名前を得ることは、ただ呼び名が増えることではない。

それは、どこにも属せなかった存在が、誰かの記憶と灯りの中に居場所を持つということだ。

四つ目の影――シオンが生まれた夜。

その帰り道は、いつもの森の道でありながら、どこか昨日までとは違って見えていた。

夜の森を、四つの影が歩いていた。


ナリ。

ノア。

レン。

そして、シオン。


つい先ほどまで名を持たなかった小さな影は、まだ自分の胸に灯った淡い光に慣れないようで、ときおり立ち止まっては、その小さな輝きを見下ろしていた。光は強くはない。けれど確かに、そこに“ある”。それだけで、世界の見え方は少し変わるのだとでもいうように。


リナライは、そんなシオンのすぐそばを歩いていた。

前を行くのではなく、手を引くのでもなく、ただ並ぶように。

それが今のシオンにはちょうどいいと、なんとなく感じていた。


「……だいじょうぶ?」


小さく問いかけると、シオンはびくりと揺れたあと、胸の光をかばうように両手を寄せた。まだ言葉にはならないが、その仕草だけで、リナライには少しわかった。怖いけれど、逃げたいわけではない。戸惑っているだけだ。


「……うん。ゆっくりで、いいよ」


リナライの声に、シオンの輪郭がほんの少しだけ和らいだ。


先を歩くリオナは、肩越しにそっとその様子を見た。

森の闇の中で、四つの影が同じ方向へ向かっている。たったそれだけの光景が、なぜか胸に深く残る。


彼は思う。

この世界は、ときどきあまりにも静かに形を変える。

大きな戦いも、派手な崩壊もないまま、誰かが誰かを受け入れた瞬間に、昨日までの常識がそっと塗り替えられていく。今夜は、まさにそういう夜だった。

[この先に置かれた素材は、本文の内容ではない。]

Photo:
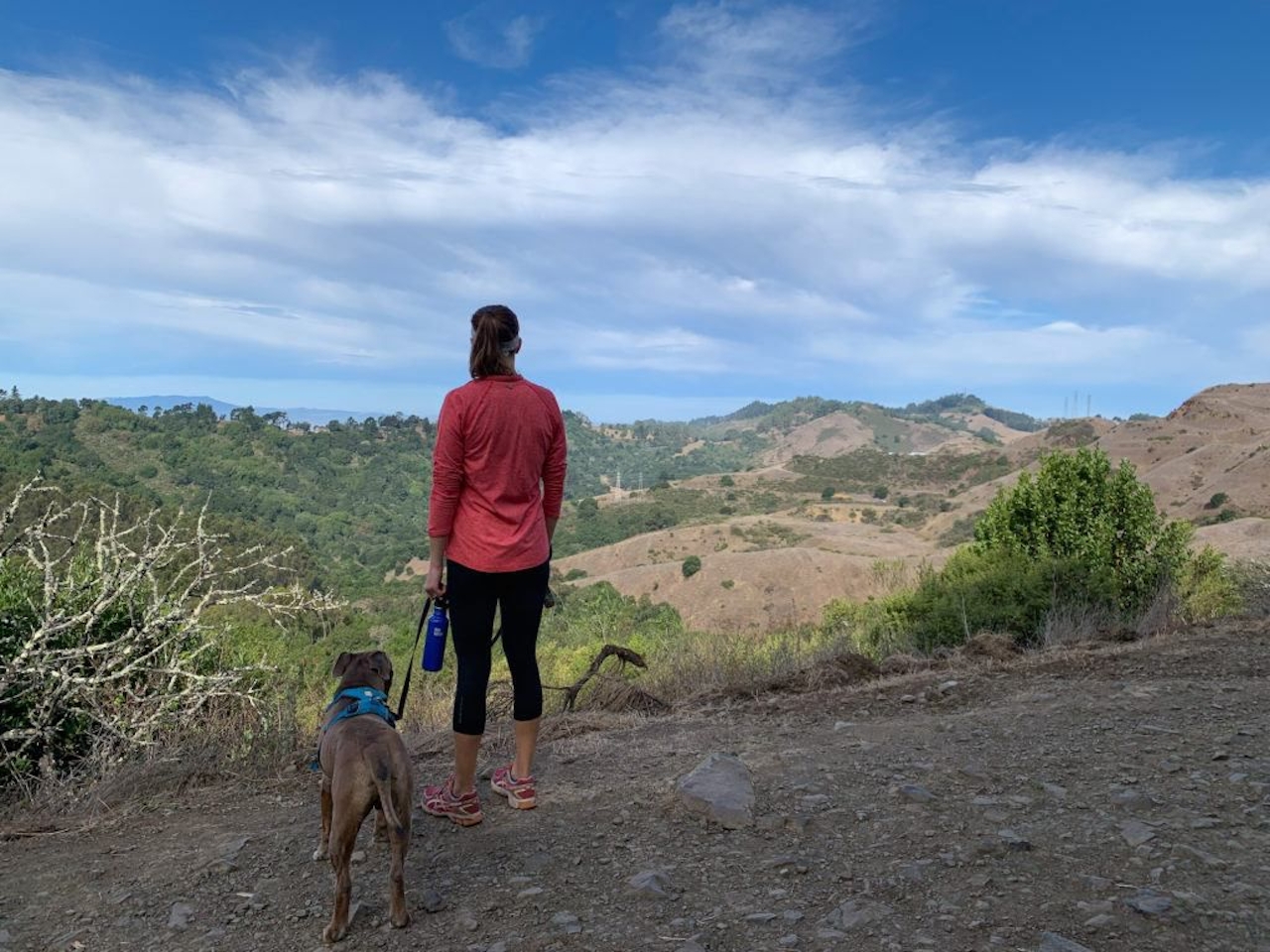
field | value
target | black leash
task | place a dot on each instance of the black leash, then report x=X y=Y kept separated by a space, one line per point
x=548 y=602
x=409 y=667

セリスは観測水晶を片手に、慎重に歩きながら記録を続けていた。

水晶の面には、薄く揺れる光の線が映っている。


「定着は維持されています。名の核は未成熟ですが、安定性は十分……」

「未成熟、というのは?」

リオナが尋ねる。


セリスは水晶から目を離さずに答えた。


「ナリやノアほど自律性が高くない、という意味です。まだ名を受け取ったばかりですから。外界への反応も、周囲との距離感も不安定なはずです。……特に今夜は、刺激を避けた方がいいでしょう」


「つまり、村に入ったあとが問題ってことか」

アルヴェンが低く言った。


その言葉に、リオナも小さく頷く。

森の中では静かだった。けれど村に戻れば、人の視線がある。驚きも、警戒も、噂もあるだろう。影が四体になったという事実は、決して小さくない。


リナライもそれを理解しているのか、シオンを見ながら少しだけ表情を曇らせた。


「……こわがる、かな」


誰が、とは言わなかった。

けれど皆、意味はわかった。


村の人々が。

あるいは、シオン自身が。


リオナは少し考えてから、穏やかな声で言った。


「最初から全部わかってもらうのは無理かもしれない。でも、だからって隠して消すみたいなことはしたくない」

「……うん」

「まずは、帰ろう。帰る場所だって知ってもらうのが先だ」


その言葉に、リナライはゆっくり頷いた。


帰る場所。

それは言葉にすると当たり前のようでいて、この世界ではとても重い意味を持つことがある。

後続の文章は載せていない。